Abstract:
Knowledge Graphs (KGs) have proliferated on the Web since the introduction of knowledge panels to Google search in 2012. KGs are large data-first graph databases with weak inference rules and weakly-constraining data schemes. SHACL, the Shapes Constraint Language, is a W3C recommendation for expressing constraints on graph data as shapes. SHACL shapes serve to validate a KG, to underpin manual KG editing tasks, and to offer insight into KG structure. Often in practice, large KGs have no available shape constraints and so cannot obtain these benefits for ongoing maintenance and extension.
We introduce Inverse Open Path (IOP) rules, a predicate logic formalism which presents specific shapes in the form of paths over connected entities that are present in a KG. IOP rules express simple shape patterns that can be augmented with minimum cardinality constraints and also used as a building block for more complex shapes, such as trees and other rule patterns. We define formal quality measures for IOP rules and propose a novel method to learn high-quality rules from KGs. We show how to build high-quality tree shapes from the IOP rules. Our learning method, SHACLearner, is adapted from a state-of-the-art embedding-based open path rule learner (OPRL).
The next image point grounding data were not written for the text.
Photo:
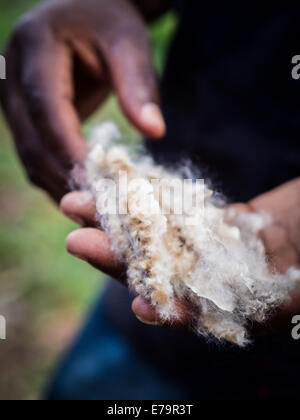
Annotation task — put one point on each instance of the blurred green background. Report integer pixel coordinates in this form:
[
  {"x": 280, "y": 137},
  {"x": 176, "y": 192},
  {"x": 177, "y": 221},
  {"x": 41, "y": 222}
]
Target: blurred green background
[{"x": 44, "y": 292}]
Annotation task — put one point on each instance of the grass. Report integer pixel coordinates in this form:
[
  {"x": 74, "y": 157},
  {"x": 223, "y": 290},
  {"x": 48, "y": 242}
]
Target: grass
[{"x": 44, "y": 292}]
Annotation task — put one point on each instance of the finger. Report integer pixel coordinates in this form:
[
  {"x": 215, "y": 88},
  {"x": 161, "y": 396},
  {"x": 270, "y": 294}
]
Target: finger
[
  {"x": 80, "y": 206},
  {"x": 129, "y": 59},
  {"x": 148, "y": 314},
  {"x": 47, "y": 82},
  {"x": 42, "y": 169},
  {"x": 94, "y": 247}
]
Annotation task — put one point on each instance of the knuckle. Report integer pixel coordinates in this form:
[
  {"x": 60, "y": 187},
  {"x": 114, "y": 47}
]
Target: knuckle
[
  {"x": 30, "y": 156},
  {"x": 35, "y": 97},
  {"x": 34, "y": 177},
  {"x": 28, "y": 30}
]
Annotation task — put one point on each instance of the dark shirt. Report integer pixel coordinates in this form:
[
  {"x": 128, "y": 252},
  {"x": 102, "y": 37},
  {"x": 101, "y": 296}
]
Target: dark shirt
[{"x": 231, "y": 107}]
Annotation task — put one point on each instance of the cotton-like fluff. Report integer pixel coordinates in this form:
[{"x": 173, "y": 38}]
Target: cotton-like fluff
[{"x": 193, "y": 255}]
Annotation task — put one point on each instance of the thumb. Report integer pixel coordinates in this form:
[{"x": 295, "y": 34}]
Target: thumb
[{"x": 134, "y": 78}]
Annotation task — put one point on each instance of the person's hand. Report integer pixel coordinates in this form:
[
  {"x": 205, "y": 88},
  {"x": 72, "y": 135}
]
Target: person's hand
[
  {"x": 281, "y": 239},
  {"x": 62, "y": 61}
]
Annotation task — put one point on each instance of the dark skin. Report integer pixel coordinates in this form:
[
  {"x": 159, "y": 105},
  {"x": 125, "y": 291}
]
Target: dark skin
[
  {"x": 63, "y": 60},
  {"x": 281, "y": 240}
]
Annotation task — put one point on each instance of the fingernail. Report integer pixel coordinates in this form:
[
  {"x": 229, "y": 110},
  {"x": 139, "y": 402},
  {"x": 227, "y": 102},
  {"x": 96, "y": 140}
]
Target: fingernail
[
  {"x": 147, "y": 322},
  {"x": 77, "y": 219},
  {"x": 151, "y": 116}
]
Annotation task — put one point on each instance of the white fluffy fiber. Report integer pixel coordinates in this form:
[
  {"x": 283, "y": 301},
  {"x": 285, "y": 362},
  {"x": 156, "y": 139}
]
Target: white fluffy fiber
[{"x": 219, "y": 269}]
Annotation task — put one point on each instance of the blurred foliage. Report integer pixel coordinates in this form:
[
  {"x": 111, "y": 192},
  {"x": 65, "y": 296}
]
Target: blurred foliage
[{"x": 43, "y": 291}]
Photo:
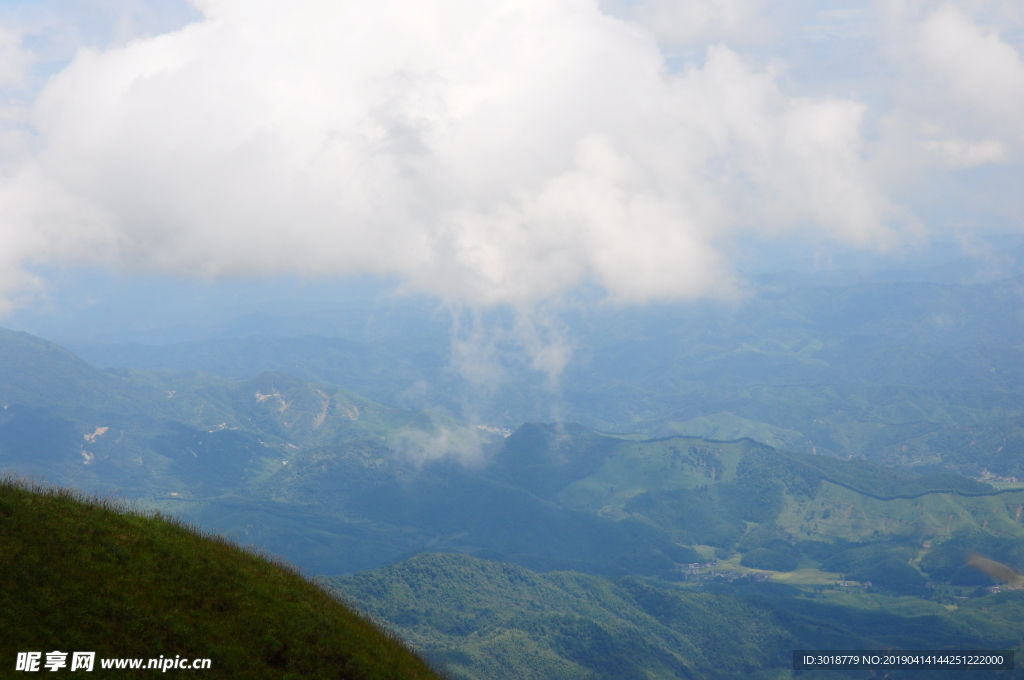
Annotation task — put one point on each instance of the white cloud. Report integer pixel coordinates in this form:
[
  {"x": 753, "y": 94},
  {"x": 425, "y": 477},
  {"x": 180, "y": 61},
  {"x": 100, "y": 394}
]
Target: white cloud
[
  {"x": 963, "y": 154},
  {"x": 489, "y": 153},
  {"x": 983, "y": 74}
]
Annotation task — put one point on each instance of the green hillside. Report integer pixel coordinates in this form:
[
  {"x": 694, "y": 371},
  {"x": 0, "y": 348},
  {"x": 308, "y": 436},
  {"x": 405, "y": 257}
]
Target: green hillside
[
  {"x": 86, "y": 576},
  {"x": 487, "y": 621},
  {"x": 901, "y": 373}
]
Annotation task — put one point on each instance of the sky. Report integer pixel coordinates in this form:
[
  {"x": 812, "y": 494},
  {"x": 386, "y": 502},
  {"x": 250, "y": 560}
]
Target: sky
[{"x": 501, "y": 153}]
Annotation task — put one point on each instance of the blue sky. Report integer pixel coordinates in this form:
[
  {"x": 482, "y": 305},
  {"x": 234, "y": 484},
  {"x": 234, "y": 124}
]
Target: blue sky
[{"x": 496, "y": 153}]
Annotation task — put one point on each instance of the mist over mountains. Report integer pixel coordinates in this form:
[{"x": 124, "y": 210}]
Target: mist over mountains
[{"x": 815, "y": 462}]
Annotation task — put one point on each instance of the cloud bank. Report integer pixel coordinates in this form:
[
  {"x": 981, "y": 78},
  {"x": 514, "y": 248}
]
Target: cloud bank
[{"x": 485, "y": 152}]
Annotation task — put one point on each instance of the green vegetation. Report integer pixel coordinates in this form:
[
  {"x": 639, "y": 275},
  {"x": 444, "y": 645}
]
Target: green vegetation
[
  {"x": 901, "y": 373},
  {"x": 84, "y": 575},
  {"x": 489, "y": 621}
]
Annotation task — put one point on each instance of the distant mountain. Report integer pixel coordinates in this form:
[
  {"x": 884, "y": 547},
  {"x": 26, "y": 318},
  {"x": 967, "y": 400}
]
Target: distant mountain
[
  {"x": 339, "y": 483},
  {"x": 901, "y": 373},
  {"x": 87, "y": 576},
  {"x": 486, "y": 621}
]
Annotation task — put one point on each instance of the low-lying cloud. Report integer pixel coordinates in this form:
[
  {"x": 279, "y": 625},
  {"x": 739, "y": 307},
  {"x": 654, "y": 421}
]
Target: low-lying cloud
[{"x": 485, "y": 152}]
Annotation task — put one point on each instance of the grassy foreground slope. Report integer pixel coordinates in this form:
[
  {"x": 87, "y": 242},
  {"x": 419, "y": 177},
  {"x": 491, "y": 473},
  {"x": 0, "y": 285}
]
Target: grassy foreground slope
[{"x": 82, "y": 576}]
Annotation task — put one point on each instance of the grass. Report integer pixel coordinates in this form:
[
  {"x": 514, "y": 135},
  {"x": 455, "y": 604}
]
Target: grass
[{"x": 91, "y": 575}]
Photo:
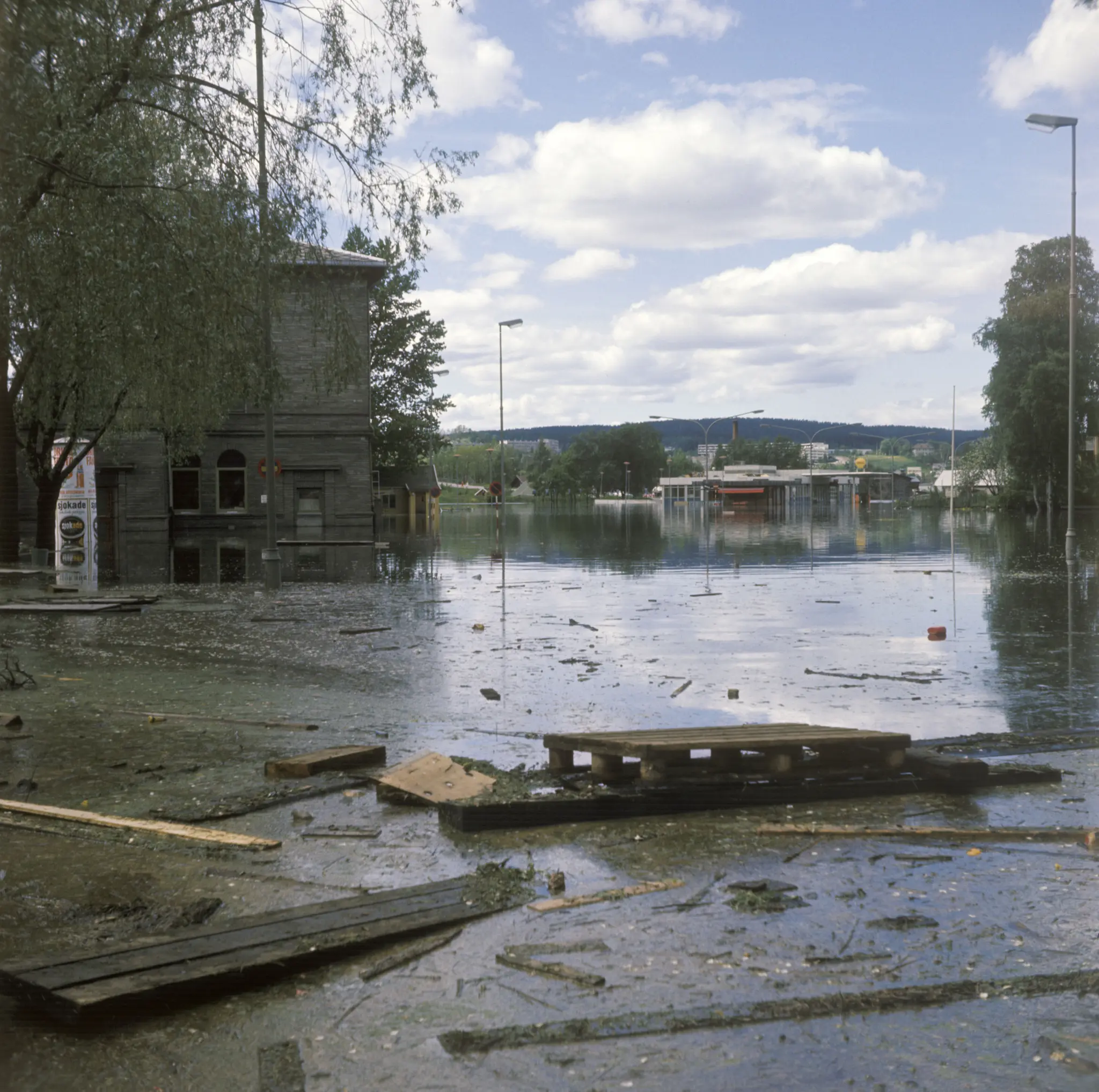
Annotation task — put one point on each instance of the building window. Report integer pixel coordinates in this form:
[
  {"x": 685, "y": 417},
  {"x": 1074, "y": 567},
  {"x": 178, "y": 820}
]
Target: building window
[
  {"x": 185, "y": 485},
  {"x": 231, "y": 481},
  {"x": 232, "y": 563},
  {"x": 186, "y": 565}
]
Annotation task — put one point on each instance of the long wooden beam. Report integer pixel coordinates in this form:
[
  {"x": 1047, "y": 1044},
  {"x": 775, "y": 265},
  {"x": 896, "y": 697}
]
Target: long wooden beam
[
  {"x": 956, "y": 833},
  {"x": 148, "y": 826}
]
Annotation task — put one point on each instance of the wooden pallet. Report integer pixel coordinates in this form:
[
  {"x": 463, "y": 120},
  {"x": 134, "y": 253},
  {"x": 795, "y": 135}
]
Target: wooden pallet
[
  {"x": 777, "y": 750},
  {"x": 196, "y": 962}
]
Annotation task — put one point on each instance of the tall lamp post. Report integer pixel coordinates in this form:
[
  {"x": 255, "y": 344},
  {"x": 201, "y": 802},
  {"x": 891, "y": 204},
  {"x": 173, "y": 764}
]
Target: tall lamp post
[
  {"x": 273, "y": 564},
  {"x": 1050, "y": 123},
  {"x": 502, "y": 519}
]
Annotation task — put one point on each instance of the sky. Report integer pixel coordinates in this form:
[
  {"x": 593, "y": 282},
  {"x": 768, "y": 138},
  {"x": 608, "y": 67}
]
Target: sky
[{"x": 700, "y": 208}]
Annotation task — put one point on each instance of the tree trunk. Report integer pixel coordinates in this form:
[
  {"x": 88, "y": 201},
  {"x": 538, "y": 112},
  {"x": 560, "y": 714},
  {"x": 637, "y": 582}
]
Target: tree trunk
[
  {"x": 47, "y": 512},
  {"x": 9, "y": 479}
]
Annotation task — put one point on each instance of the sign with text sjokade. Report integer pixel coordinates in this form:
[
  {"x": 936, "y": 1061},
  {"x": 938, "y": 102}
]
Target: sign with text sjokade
[{"x": 76, "y": 557}]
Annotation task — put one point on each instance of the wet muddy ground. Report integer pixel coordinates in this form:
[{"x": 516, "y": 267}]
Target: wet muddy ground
[{"x": 1020, "y": 657}]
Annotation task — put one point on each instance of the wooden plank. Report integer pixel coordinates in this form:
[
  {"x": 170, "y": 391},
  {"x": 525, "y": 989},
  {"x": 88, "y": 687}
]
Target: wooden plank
[
  {"x": 414, "y": 950},
  {"x": 745, "y": 736},
  {"x": 920, "y": 760},
  {"x": 149, "y": 826},
  {"x": 243, "y": 954},
  {"x": 544, "y": 905},
  {"x": 330, "y": 758},
  {"x": 211, "y": 719},
  {"x": 552, "y": 970},
  {"x": 238, "y": 924},
  {"x": 171, "y": 953},
  {"x": 434, "y": 779},
  {"x": 677, "y": 799},
  {"x": 954, "y": 833},
  {"x": 840, "y": 1005},
  {"x": 326, "y": 542},
  {"x": 272, "y": 961},
  {"x": 67, "y": 608}
]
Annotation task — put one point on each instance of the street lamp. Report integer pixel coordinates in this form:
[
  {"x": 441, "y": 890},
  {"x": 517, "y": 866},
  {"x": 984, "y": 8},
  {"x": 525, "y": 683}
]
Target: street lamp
[
  {"x": 1050, "y": 123},
  {"x": 510, "y": 323}
]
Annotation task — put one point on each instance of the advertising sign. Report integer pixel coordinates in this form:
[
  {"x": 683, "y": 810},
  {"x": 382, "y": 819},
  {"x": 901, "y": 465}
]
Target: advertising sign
[{"x": 76, "y": 557}]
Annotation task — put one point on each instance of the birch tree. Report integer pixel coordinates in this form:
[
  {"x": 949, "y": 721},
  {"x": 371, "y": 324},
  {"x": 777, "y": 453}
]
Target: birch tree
[{"x": 128, "y": 211}]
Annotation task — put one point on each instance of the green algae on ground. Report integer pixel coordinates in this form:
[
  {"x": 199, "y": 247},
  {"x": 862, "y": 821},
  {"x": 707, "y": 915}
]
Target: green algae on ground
[{"x": 497, "y": 887}]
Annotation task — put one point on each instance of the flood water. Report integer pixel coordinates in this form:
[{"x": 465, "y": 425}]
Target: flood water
[
  {"x": 598, "y": 615},
  {"x": 594, "y": 619}
]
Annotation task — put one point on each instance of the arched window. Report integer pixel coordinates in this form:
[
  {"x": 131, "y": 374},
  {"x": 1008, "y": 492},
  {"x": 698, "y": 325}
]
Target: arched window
[
  {"x": 231, "y": 493},
  {"x": 186, "y": 478}
]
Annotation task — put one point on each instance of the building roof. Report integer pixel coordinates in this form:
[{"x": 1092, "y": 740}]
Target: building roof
[{"x": 343, "y": 262}]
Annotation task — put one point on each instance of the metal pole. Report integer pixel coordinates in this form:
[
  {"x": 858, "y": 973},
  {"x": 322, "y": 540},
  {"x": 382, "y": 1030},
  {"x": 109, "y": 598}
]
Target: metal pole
[
  {"x": 273, "y": 564},
  {"x": 1071, "y": 531},
  {"x": 954, "y": 400}
]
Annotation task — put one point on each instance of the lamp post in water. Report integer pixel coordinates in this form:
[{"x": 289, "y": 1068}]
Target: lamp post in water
[
  {"x": 1050, "y": 123},
  {"x": 501, "y": 522}
]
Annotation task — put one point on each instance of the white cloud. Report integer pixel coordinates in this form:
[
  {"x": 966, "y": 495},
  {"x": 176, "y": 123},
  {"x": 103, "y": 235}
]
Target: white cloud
[
  {"x": 472, "y": 70},
  {"x": 800, "y": 332},
  {"x": 1062, "y": 56},
  {"x": 499, "y": 270},
  {"x": 708, "y": 175},
  {"x": 588, "y": 263},
  {"x": 621, "y": 21},
  {"x": 820, "y": 317},
  {"x": 508, "y": 151}
]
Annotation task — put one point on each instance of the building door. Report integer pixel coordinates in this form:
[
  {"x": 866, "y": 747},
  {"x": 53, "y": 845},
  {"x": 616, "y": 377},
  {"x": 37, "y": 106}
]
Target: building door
[
  {"x": 309, "y": 510},
  {"x": 107, "y": 524}
]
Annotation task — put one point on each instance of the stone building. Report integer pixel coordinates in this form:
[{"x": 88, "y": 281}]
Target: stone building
[{"x": 202, "y": 519}]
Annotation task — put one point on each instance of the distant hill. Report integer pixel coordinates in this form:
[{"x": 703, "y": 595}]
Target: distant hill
[{"x": 687, "y": 436}]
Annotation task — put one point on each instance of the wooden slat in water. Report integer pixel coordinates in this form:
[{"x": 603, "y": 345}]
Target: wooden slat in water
[
  {"x": 744, "y": 736},
  {"x": 262, "y": 945}
]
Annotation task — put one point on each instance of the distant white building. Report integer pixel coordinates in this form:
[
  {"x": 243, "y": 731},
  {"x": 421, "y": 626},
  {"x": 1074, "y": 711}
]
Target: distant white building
[
  {"x": 986, "y": 483},
  {"x": 529, "y": 446}
]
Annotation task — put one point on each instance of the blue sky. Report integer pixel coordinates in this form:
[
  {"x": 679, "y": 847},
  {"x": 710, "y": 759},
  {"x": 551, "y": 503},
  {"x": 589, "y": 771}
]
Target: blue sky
[{"x": 700, "y": 208}]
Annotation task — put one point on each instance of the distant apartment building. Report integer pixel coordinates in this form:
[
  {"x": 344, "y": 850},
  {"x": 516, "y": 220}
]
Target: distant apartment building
[{"x": 529, "y": 446}]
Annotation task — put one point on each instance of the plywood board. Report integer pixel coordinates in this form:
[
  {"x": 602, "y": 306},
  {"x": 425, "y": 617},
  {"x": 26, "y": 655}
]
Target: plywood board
[{"x": 434, "y": 779}]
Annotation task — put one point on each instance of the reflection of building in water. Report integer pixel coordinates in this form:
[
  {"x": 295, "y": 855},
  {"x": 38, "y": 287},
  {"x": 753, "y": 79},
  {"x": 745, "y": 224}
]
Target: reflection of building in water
[
  {"x": 766, "y": 489},
  {"x": 324, "y": 478}
]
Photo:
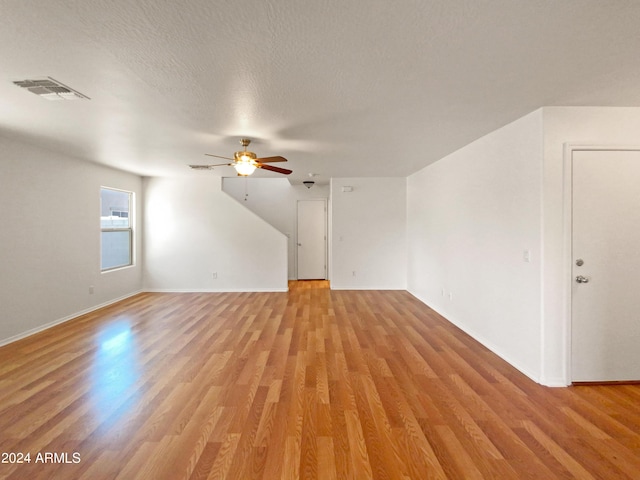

We evaluate SHACLearner on some real-world massive KGs, including YAGO2s (4M facts), DBpedia 3.8 (11M facts), and Wikidata (8M facts). The experiments show that our SHACLearner can effectively learn informative and intuitive shapes from massive KGs. The shapes are diverse in structural features such as depth and width, and also in quality measures that indicate confidence and generality.